In Thebes, Egypt, 1290 BC, Pharaoh Seti I discovers that his high priest Imhotep has been having an affair with his mistress Anck-su-namun. The two kill Seti when he confronts them. Anck-su-namun takes her own life to buy Imhotep time to escape the Medjai, Pharaoh's bodyguards. Imhotep and his priests steal Anck-su-namun's corpse and travel to the city of Hamunaptra to resurrect her, but the Medjai intervene. As punishment, Imhotep's priests are mummified alive, while Imhotep is cursed and buried alive with flesh-eating scarabs. The Medjai are sworn to prevent Imhotep's return, as his resurrection would grant him immense power and immortality.

In 1926 AD Cairo, Kingdom of Egypt, Jonathan Carnahan presents his sister, Evelyn—a librarian and aspiring Egyptologist working for museum curator Dr. Terence Bey—with an intricate box and map that lead to Hamunaptra, the existence of which is now considered a myth. Jonathan reveals he stole the box from American adventurer and treasure hunter Rick O'Connell, who discovered the city while in the French Foreign Legion three years earlier. Evelyn bargains with a corrupt prison warden to free the incarcerated Rick so he can take them to Hamunaptra, where she hopes to find the golden Book of Amun-Ra.

The group finds themselves competing with an American expedition, guided by Rick's cowardly fellow former Legionnaire Beni Gabor.
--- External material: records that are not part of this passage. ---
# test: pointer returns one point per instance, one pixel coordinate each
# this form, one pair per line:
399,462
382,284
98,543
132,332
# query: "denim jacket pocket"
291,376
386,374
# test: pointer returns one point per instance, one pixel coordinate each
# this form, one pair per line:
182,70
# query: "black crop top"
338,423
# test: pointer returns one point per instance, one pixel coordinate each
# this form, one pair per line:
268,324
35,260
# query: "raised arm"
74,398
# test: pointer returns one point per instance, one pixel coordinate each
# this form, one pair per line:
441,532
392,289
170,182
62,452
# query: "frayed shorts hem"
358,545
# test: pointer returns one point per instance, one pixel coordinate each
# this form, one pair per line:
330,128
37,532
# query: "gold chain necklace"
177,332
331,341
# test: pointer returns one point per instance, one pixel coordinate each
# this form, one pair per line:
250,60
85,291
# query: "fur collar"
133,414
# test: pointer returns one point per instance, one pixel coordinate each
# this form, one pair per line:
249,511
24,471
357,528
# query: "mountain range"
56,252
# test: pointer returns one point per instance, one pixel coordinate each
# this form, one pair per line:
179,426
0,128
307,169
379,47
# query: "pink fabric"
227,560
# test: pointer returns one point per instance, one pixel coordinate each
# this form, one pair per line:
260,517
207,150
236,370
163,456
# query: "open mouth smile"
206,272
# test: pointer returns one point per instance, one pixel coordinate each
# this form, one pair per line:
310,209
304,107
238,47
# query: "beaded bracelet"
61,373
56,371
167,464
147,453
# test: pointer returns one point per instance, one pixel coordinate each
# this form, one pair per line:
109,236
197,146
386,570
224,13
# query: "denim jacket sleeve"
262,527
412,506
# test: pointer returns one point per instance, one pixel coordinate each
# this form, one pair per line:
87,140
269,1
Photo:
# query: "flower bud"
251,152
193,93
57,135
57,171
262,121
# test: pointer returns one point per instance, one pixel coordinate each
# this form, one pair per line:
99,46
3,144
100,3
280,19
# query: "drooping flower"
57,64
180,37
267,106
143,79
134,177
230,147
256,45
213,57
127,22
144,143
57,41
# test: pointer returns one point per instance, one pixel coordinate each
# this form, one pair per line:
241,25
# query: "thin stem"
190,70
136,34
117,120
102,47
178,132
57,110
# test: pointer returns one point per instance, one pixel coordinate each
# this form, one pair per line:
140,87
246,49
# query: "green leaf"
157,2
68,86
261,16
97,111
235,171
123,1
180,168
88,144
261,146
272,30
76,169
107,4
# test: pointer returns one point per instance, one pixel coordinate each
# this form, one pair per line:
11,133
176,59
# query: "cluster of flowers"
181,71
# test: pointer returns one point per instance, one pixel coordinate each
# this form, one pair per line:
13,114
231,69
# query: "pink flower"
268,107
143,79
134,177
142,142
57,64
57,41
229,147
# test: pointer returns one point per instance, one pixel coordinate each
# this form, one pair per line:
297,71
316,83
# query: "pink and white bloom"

The Medjai ambush the expeditions, and their leader Ardeth Bay cautions them to leave. Ignoring the warnings, the two expeditions continue to dig through the ruins. The Americans find the Book of the Dead as well as five canopic jars, while Evelyn, Rick, and Jonathan accidentally discover Imhotep's mummified remains.

That night, Evelyn steals the Book of the Dead from the rival camp, accidentally awakening the mummified Imhotep when she reads the text contained within. Following a confrontation with Imhotep as well as the Medjai, the expeditions flee back to Cairo. Imhotep spares Beni's life to serve as a translator when he discovers that Beni can speak Hebrew.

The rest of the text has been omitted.